Recently, I read something interesting over at CNN Money. The post focused on how women need to change their investing practices in order to meet their unique needs. For the most part, a woman’s long-term financial future is affected by the fact that she lives longer than her male counterpart — and often earns less money. This means that you will need more money for long term care, as well as other items that come with living a longer life.

Photo: Artofdreaming

While the earnings gap is closing, the article points out that, in general, many women are putting their financial futures at risk through their investing practices. Here are some of the recommendations from CNN Money about what women can do to make sure they stay on track financially:

Give Less to Your Children and Grandchildren

The article points out that 50% of female breadwinners actually cut back on their retirement contributions in order to spend money on their posterity. Personally, I’m not about ready to put my retirement at risk to pay for my son’s college, but it appears that there are plenty of women who are willing to make that decision. Before you help your adult children out of a financial jam, make sure your own future is on track; don’t neglect retirement investing.

Save More

Because a woman’s earning power over a lifetime is still less than a man’s, the CNN Money article points out that women’s nest eggs are smaller — even though they save at almost the same rate as men. Instead of limiting yourself to saving 10% of your income, the article suggests that you go ahead and save more in your retirement accounts to make up the difference. You’re likely to live longer than a man, so your nest egg will need to be bigger. Women may also need to invest more in stocks, using an asset allocation age rule that sees them subtracting their age from 120.
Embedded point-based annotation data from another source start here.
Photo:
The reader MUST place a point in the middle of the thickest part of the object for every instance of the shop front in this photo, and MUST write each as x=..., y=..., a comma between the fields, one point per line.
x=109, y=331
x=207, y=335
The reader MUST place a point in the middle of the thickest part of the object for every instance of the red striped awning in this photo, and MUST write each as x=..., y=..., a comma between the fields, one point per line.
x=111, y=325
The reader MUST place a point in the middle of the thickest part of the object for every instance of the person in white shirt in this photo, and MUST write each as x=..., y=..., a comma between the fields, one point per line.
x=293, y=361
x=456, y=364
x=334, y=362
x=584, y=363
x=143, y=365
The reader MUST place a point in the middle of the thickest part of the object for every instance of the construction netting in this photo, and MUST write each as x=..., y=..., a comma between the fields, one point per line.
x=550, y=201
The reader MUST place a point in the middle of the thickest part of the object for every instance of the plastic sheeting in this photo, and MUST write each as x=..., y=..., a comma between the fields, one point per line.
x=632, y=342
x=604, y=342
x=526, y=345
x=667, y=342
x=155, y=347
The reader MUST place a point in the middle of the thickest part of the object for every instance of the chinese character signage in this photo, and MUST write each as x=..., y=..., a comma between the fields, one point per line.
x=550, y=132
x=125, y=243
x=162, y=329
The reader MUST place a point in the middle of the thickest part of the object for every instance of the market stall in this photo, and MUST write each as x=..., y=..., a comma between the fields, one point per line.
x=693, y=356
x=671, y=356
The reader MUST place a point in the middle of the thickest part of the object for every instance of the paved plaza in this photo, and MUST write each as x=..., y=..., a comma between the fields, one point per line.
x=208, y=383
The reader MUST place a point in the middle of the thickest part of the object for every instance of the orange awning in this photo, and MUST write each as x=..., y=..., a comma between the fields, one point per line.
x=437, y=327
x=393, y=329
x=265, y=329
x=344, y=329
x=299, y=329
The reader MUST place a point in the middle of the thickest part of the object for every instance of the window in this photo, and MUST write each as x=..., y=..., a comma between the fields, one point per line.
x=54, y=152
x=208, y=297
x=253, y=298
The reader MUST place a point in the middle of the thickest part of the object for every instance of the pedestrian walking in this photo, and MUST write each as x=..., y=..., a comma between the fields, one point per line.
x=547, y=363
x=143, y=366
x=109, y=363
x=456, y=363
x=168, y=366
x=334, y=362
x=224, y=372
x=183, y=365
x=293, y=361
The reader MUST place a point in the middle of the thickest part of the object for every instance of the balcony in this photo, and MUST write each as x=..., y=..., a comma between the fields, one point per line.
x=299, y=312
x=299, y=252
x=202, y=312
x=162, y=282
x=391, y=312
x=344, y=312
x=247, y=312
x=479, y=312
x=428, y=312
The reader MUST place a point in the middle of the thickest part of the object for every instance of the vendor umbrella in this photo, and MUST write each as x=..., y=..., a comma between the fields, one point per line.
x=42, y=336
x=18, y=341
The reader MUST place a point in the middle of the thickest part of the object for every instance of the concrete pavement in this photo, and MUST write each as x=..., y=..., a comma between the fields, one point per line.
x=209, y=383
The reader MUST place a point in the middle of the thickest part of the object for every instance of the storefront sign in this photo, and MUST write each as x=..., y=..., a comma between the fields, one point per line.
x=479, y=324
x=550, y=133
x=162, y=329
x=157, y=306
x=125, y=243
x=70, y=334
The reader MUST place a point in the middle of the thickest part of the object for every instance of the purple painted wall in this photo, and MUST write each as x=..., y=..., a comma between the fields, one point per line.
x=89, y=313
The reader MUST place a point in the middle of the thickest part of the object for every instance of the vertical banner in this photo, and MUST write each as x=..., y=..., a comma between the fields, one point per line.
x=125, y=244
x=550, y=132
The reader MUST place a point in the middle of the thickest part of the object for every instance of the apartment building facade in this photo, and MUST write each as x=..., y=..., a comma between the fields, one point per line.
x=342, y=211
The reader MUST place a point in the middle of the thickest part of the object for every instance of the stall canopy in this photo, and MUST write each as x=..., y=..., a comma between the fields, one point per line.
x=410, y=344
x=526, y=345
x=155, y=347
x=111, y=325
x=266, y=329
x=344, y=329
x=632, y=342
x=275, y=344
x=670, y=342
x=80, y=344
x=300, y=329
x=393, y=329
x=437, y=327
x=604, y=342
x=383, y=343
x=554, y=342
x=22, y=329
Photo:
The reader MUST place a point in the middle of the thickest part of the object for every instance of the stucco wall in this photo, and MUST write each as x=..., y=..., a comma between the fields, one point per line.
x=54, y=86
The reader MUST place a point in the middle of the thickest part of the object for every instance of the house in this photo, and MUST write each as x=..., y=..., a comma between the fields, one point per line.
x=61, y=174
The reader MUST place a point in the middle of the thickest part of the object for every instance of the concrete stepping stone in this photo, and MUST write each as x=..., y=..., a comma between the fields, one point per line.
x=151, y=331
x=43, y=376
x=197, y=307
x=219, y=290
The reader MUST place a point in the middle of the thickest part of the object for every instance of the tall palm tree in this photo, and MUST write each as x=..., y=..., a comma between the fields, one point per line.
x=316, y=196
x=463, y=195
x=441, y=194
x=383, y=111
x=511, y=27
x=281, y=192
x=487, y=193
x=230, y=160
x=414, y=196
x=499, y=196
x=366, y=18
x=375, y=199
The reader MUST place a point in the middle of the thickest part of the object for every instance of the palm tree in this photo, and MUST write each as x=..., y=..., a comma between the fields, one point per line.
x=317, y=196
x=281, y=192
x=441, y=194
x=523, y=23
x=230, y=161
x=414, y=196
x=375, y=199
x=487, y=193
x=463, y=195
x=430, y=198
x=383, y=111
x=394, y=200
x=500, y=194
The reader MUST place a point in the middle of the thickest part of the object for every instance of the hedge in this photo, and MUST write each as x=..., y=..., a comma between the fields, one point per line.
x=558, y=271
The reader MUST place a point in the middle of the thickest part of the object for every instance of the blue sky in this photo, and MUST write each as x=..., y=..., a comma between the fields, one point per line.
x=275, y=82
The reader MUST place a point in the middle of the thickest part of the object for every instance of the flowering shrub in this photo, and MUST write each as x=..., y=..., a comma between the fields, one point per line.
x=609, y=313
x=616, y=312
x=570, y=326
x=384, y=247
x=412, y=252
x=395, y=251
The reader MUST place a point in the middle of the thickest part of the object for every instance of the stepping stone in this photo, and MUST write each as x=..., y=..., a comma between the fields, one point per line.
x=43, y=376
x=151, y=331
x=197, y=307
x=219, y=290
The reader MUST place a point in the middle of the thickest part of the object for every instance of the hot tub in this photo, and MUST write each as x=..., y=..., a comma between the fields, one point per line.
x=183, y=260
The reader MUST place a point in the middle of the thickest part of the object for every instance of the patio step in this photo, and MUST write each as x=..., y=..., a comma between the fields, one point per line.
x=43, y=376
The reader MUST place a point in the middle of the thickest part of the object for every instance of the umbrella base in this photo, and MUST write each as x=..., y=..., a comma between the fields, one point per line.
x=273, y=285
I also think it’s a good idea for women in the U.S. to have a spousal IRA. Even if you don’t have a job, you can still have an IRA and have your spouse contribute to it. This is a good way to boost retirement investing.

Keep Your Skills Sharp

One of the issues that affect women is that they often leave the workforce for various reasons. The CNN Money article suggests that women keep their skills sharp. And I agree. It’s vital that women do things to keep their earning power up. When you decide to go back to work, you don’t want to be hopelessly out of the loop. You will be much better off if you keep with industry trends. You can also ask your employer about telecommuting a couple days a week, or you can freelance. Technology offers us many opportunities to stay connected and marketable. This is an investment in yourself that can pay off down the road if you need to rely on your earning power.

On top of that, if you are still working, you can ask for more. If you aren’t being paid what you are worth with your experience and contributions, negotiate a raise. One of the most depressing stats in the CNN Money article was that women typically ask for 30% less than men ask for. And, of course, they get it. Do your research, and know what you are worth.

Bottom Line

You really do need to be thinking long term, and considering how your investment practices now can affect your future long-term. Then, adjust your strategy to reflect the fact that you are likely to need to invest differently than a male in a similar situation.